The form of the invention involving a dynamic semi-curing step is 
particularly advantageous from the standpoint of providing better melt 
flow, improved high temperature physicals and better die swell. A 
preferred elastomer for use in the invention is the low unsaturation type 
of EPDM terpolymer, containing such non-conjugated dienes as 
1,4-hexadiene, dicyclopentadiene or 5-ethylidene-2-norbornene. Preferred 
curatives for these are the peroxide, sulfur or azide types described 
above. 
The following examples, in which all quantities are expressed by weight 
unless otherwise indicated, will serve to illustrate the practice of the 
invention in more detail. 
EXAMPLE 1 
This example illustrates uncured thermoplastic elastomers of the invention. 
Table I shows a series of blends, identified by the letters A through AAA, 
containing the ingredients shown in the table, expressed in parts by 
weight mixed following the general procedure described above. The 
ingredients are identified as follows: 
EPDM is an unsaturated sulfur-vulcanizable elastomeric terpolymer of 
ethylene, propylene and dicyclopentadiene, in which the ethylene: 
propylene weight ratio is 53: 47; iodine number 10; Mooney viscosity 90 
(ML-4 at 212.degree. F.). 
EPM is a saturated elastomeric copolymer of ethylene and propylene; 
ethylene: propylene weight ratio 45: 55; Mooney viscosity 66 (ML-4 at 
212.degree. F.). 
Cryst PP 1 is a largely crystalline isotactic polypropylene resin 
commercially available as Profax (trademark) 6253 having a melt flow index 
of 4 at 230.degree. C. (ASTM D 123-587) and a density of 0.903 g/cc. 

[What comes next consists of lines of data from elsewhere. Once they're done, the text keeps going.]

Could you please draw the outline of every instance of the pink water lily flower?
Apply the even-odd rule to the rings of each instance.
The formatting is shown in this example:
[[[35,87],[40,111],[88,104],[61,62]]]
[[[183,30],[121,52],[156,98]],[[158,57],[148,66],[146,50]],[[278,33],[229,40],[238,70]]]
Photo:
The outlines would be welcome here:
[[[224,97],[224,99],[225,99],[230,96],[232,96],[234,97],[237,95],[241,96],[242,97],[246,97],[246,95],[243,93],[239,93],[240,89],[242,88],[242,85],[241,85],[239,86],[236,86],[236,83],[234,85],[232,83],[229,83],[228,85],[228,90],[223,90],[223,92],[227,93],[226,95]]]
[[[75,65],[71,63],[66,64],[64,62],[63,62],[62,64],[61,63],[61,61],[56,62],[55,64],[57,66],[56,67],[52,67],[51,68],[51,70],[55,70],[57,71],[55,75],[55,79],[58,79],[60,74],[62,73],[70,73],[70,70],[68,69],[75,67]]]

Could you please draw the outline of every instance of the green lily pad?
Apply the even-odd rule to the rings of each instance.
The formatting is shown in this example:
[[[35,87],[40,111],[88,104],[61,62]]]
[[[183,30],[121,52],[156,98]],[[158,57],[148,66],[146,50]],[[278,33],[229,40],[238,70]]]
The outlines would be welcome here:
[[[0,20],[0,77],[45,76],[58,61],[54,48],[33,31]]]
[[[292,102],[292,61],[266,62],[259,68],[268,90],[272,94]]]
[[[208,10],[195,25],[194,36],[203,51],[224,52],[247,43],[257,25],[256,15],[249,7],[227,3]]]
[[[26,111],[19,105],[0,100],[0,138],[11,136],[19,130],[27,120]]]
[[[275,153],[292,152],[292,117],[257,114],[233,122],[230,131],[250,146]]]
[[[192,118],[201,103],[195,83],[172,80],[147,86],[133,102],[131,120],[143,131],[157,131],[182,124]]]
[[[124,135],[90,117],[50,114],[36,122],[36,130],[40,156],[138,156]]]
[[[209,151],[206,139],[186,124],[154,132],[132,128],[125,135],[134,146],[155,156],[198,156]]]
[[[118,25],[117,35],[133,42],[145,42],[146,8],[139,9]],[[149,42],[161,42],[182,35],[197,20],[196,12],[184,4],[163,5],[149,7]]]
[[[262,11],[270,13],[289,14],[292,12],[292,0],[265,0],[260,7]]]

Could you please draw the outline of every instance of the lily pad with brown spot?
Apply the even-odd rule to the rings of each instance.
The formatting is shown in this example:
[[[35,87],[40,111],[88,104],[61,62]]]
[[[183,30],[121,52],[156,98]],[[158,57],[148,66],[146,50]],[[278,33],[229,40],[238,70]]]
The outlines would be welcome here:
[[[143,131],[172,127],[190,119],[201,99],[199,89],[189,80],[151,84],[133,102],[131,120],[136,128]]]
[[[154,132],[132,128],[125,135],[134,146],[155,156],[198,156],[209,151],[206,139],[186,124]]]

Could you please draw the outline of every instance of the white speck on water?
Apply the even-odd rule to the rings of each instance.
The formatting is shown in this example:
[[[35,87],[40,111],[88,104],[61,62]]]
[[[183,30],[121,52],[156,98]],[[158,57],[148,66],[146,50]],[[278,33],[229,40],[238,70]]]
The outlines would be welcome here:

Cryst PP 2 is a largely crystalline isotactic polypropylene resin, Profax 
6323, having a melt flow index of 11 at 230.degree. C. and a density of 
0.903 g/cc. 
Amor PP 1 is an essentially amorphous polypropylene commercially available 
as A-Fax (trademark) 500, described in Table A above. 
Amor PP2 is an essentially amorphous polypropylene A-Fax 600, described in 
Table A above. 
Amor P(PE) Co is an essentially amorphous propylene-ethylene copolymer 
A-Fax 700 containing from 15 to 25% by weight of ethylene described in 
Table A above. 
Amor PP3 is an essentially amorphous polypropylene, A-Fax 800, described in 
Table A above. 
Amor PP4 is an essentially amorphous polypropylene, A-Fax 900-A, described 
in Table A above. 
Amor PP5 is an essentially amorphous polypropylene, A-Fax 900-D, described 
in Table A above. 
The filler is magnesium silicate maximum particle size 6 microns, 
commercially available as Mistron Vapor (trademark). 
Oil 1, a petroleum hydrocarbon extender oil, is a mixed paraffinic and 
naphthenic processing oil, Tufflo (trademark) 6056, liquid viscosity 
(100.degree. F.) 505 SUS; specific gravity (60.degree. F.) 0.8762; flash 
point 450.degree. F., molecular weight 550. 
Oil 2 is a petroleum hydrocarbon extender oil, Sun Par 150, a paraffinic 
oil containing 16.3% aromatic; liquid viscosity (100.degree. F.) 515 SUS; 
specific gravity (60.degree. F.) 0.880; molecular weight 505. 
Mixes A through QQ further contain 1.5 parts of conventional antioxidant as 
described above (e.g., diphenylamine acetone condensate); the remaining 
mixes RR through AAA contain 1.25 parts of the antioxidant. 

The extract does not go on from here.